Science Meets Art—and 400 Crafty Kids


Jane Osbourn

Wednesday, 13 January 2016

There’s something about the boundless imagination of children that gives us all a new perspective on just about everything. And, how they interpret what they see often gives us the most wonderful expressions of creativity and individuality.

This week, we revealed these expressions in larger-than-cellular-life fashion at the Cambridge Biomedical Campus (CBC), the site of our future UK-based Research and Development Center and Corporate Headquarters. What you see is an artwork installation on the hoardings—or billboards—around the existing construction site, approximately 400 of them in all of their bountiful, colorful and marvelously expressive manifestations.

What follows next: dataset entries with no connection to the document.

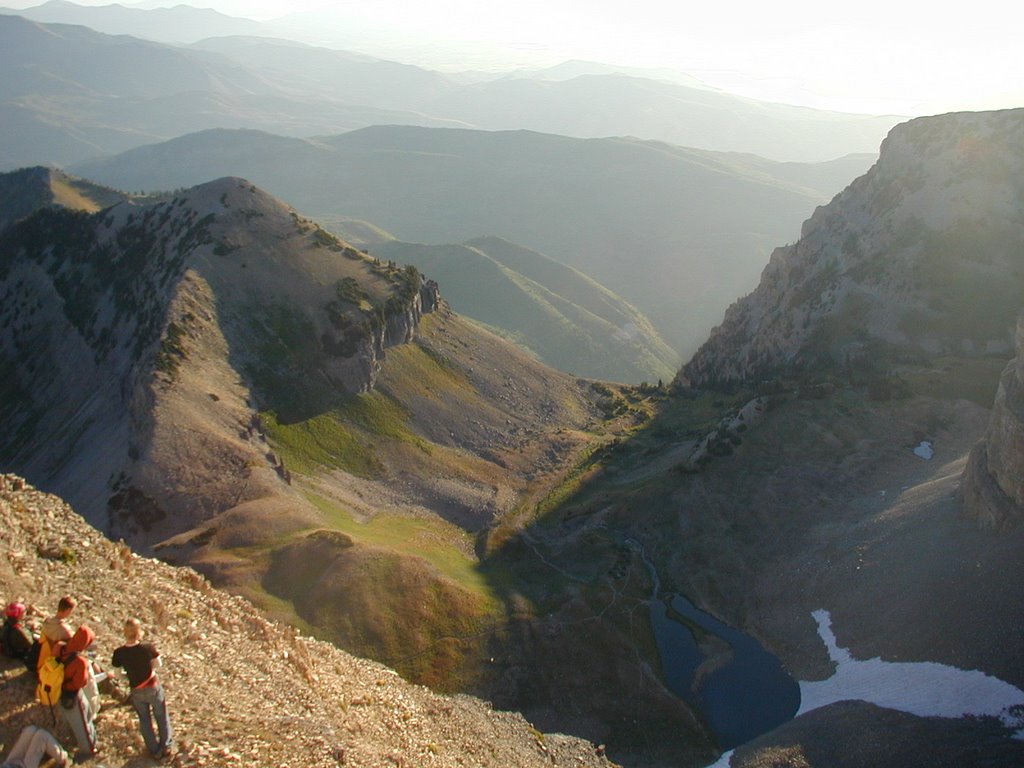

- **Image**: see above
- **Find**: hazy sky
[9,0,1024,115]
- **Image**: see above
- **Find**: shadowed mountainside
[0,178,711,765]
[368,238,679,382]
[681,110,1024,386]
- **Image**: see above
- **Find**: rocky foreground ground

The unveiling was the culmination of the Science in pictures initiative, a project that we began with the local Cambridge community—in partnership with STEM Team East and the Cambridge Science Centre—as part of our science, technology, engineering and math (STEM) outreach. What you might normally see on the faces of these types of hoardings that typically surround construction sites are advertisements and promotions—and this is fine. But, we wanted to do something different; something that uniquely portrayed the inspiration of science and that would get others in our local community excited about what we do in our labs—particularly in this new lab at the CBC.

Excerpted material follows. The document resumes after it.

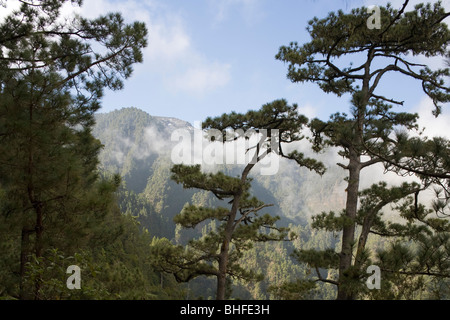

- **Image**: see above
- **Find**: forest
[0,0,450,300]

And, this was an amazing experience to follow. We started with workshops led by our scientists, STEM ambassadors and local Cambridge artists and attended by school-age children from 7 to 17 years old. We talked about science, we showed students what we do in our labs, they asked questions, and more questions, and then even more questions.

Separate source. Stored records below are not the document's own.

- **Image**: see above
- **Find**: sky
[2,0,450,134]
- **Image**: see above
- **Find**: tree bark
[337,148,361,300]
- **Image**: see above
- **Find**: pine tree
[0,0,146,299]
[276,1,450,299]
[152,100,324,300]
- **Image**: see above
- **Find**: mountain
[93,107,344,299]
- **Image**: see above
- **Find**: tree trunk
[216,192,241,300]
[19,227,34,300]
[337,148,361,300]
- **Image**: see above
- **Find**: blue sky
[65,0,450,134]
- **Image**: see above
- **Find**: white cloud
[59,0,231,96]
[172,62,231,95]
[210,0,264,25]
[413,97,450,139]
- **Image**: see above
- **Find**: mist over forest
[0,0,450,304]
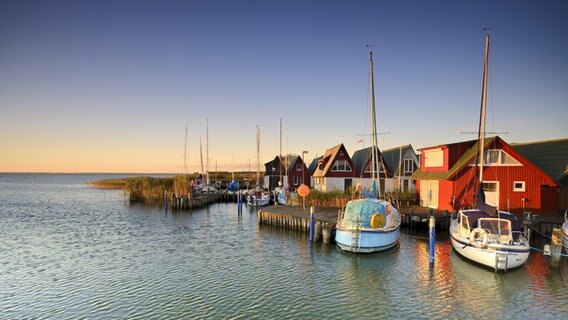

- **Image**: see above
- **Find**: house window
[331,160,351,171]
[404,159,414,173]
[513,181,525,192]
[424,149,444,168]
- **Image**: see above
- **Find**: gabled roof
[383,144,416,174]
[351,147,392,176]
[511,138,568,185]
[313,143,345,177]
[308,156,322,176]
[411,137,494,180]
[288,156,302,172]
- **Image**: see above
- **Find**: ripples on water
[0,175,568,319]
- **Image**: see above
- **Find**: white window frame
[513,181,526,192]
[331,160,351,172]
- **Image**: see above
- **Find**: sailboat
[335,49,401,253]
[450,32,530,271]
[247,126,270,207]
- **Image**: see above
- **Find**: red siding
[438,140,558,215]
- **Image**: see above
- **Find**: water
[0,174,568,319]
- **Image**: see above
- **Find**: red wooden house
[264,156,310,190]
[412,137,558,215]
[288,156,311,190]
[313,144,355,192]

What came next were the students’ visual interpretations of everything they’d learned and seen—circular pictures they’d created of DNA, tissues, cells or anything that captured what science meant to them. We then digitized and enlarged their art and produced the hoardings that will remain on display throughout the construction period.

If you’re a Cambridge local, we encourage you to visit the site and see for yourself in person. 

What’s been most important about this project to us was the opportunity to share our passion for our work with young people and then to literally watch them become equally excited about the possibilities of science. To see that unfolding occur with this artwork and to be able to display it for the larger community is a proud moment for all of us.